The correlation between the two is so ingrained that 'If you're so smart, how come you ain't rich?' is a cliché but Carlos Guerra's re-statement of it--'If you're so rich, why ain't you smart?'--isn't. The former is considered a truism, the latter a wisecrack. The first is a put-down, the second is a joke. Socrates said that the unexamined life isn't worth living; are unexamined beliefs worth holding? Because we have absorbed them. We believe them almost as readily as you do. We most often see ourselves as failures if we can't afford a new car every two years or a widescreen tv or that new designer dress or a computer monitor the size of the Kansas prairie and just as flat, and what we can afford--barely--is new shoes for the kids (if they're on sale) and a used winter coat from the thrift shop.
But we're not failures. In a lot of ways, we're the ones who keep things humming by doing the jobs that have to be done but nobody else wants to do. We keep your office clean and cook and serve your food, we stock the shelves so you'll have things to buy when you go to the store (think a manager's going to lower himself to do that every day?), we plow your streets and rake your leaves and take care of you when you're sick, we teach your kids and watch them when you're at work and empty your septic tank and pick your vegetables and staple your recliner so you won't fall through it when you sit down. We're a lot more important than you think.
We're a lot more important than we think.

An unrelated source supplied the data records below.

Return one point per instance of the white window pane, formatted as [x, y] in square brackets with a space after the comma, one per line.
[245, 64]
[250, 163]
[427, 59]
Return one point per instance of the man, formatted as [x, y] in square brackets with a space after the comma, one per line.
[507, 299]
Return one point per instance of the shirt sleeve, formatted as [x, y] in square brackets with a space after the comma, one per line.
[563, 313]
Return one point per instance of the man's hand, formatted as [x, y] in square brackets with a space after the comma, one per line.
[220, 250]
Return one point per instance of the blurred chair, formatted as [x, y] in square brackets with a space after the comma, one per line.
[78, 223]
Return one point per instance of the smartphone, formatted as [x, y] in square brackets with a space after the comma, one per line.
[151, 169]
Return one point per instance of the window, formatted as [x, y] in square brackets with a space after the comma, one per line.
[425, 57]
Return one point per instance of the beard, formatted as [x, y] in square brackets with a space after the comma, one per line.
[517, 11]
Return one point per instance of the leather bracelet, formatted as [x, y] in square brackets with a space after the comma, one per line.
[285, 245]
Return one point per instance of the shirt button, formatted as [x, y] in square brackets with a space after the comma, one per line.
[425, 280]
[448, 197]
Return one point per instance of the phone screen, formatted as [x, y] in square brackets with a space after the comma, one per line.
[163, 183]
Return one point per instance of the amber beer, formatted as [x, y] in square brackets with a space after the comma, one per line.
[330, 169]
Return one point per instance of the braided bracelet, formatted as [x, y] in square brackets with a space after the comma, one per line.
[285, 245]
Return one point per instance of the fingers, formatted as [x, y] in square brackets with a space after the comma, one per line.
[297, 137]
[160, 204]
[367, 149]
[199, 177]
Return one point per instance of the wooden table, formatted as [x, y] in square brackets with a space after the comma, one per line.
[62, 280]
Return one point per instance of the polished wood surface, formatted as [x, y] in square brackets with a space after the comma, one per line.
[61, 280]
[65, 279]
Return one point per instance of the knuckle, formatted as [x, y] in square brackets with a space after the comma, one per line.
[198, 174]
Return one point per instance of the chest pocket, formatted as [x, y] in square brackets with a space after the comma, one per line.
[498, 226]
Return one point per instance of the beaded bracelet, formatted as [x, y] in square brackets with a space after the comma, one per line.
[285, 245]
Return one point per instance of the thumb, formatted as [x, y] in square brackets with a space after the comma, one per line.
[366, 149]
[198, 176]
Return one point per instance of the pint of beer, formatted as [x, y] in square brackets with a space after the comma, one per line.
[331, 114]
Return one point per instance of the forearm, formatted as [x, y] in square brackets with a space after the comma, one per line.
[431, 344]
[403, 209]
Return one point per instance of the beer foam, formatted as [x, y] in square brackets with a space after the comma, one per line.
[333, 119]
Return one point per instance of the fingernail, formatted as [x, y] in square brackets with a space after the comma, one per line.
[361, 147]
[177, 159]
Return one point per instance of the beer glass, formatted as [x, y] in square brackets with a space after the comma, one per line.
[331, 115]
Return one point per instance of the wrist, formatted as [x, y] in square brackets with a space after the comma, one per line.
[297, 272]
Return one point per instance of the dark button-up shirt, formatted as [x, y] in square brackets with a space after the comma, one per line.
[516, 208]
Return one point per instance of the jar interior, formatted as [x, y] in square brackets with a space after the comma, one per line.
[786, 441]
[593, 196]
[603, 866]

I want to go back to the teacher for a minute. She didn't tell that man that she lived in a house. Maybe she knew it wouldn't matter to him, but I saw her face when he said it--confusion, followed by anger, guilt and shame. She knew what he meant and she knew her house was a lot smaller than his. She got the point, alright. And she accepted it. She didn't fight back. For that moment, she felt useless, like what she had done with her life was a mistake. She saw herself through his eyes for an instant and what she saw was that she was a failure. And she accepted his judgment. She accepted it because he had more money than she did.
I was standing there. I saw it. I've worked with her and I knew her for a kind, patient, tolerant teacher, firm when she had to be and sweet as new corn when she could be. I saw her face down an angry adolescent with his fist raised one day and hug him the next, and he was smiling. I've seen her give kids rides to school when their parents wouldn't or couldn't, not for a day but for weeks--months--at a time. I knew all this and I was standing right there and I said...nothing. Nothing to him, nothing to her. I didn't accept what he said but I didn't fight it, either.
I don't know if that was wrong or right. It wasn't my place to fight her battles, but I liked her and she didn't deserve what he gave her. But what I'm trying to say is that it never occurred to either of us to stand our ground, to say calmly and quietly, 'We're people. We live in houses and apartments and condos and mobile homes, but whatever we live in, we're still people. And we don't deserve to be treated like that.' It never occurred to us because we, maybe, have the same ancient superstition inside us that he has, and that's why we believed him if only for a moment.
Maybe it's time we dumped that superstition once and for all. All of us. After 6000 years, it's about time, don't you think?